Dutmer counts several mentors at NIU who shaped his passion for learning and enriched his time here.
“First, when I was 17, I came to visit NIU's Department of Philosophy with my brother and connected with Alicia Finch, who was then serving as undergraduate advisor,” he said. “She was simply wonderful. She laid out a plan for my studies at NIU that made sense and made my coming to NIU seem like a natural choice. She served as an invaluable mentor from then on, and we still remain in touch.”
Other mentors in the philosophy department included Associate Professor Emeritus Sharon Sytsma and Distinguished Research Professor Emeritus David Buller.
“They quickly took an interest in my academic and professional careers and always offered insight, support and mentorship at any turn,” he said. “Their classes and guidance have meant so, so much to me — even well after graduation.”
“I learned so much from them-—and ultimately learning Latin and Greek with Dr. Alwa set the stage for my work in ancient philosophy at Northwestern and my first teaching position at Culver, where I taught Latin from 2018-2022 while also teaching ethics,” he said.
To recognize his success, Dutmer was recently honored by the College of Liberal Arts and Sciences as a 2023 Distinguished Alumnus.
As an educator, Dutmer described the challenges of teaching young people, especially in an age of cynicism.

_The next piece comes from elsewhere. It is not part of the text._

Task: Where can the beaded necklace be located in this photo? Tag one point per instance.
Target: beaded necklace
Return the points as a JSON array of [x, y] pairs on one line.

“The most challenging part of my job is engaging with certain forms of cynicism about the human condition,” he said. “My ethics courses are centered around personal ethical growth and practice—a commitment to want to become better and live out our virtues and character strengths in our daily lives. It can be challenging when some students have acquired a deeply negative view of human beings' capacity for growth and change. But that's the task of teaching—to engage with students wherever they are with care and understanding.”
However, Dutmer said teaching young people is a joy.
“I really do love what I do, and I am excited to teach each day,” he said. “It's really a great privilege to be one of their guides during a crucial moment in life.”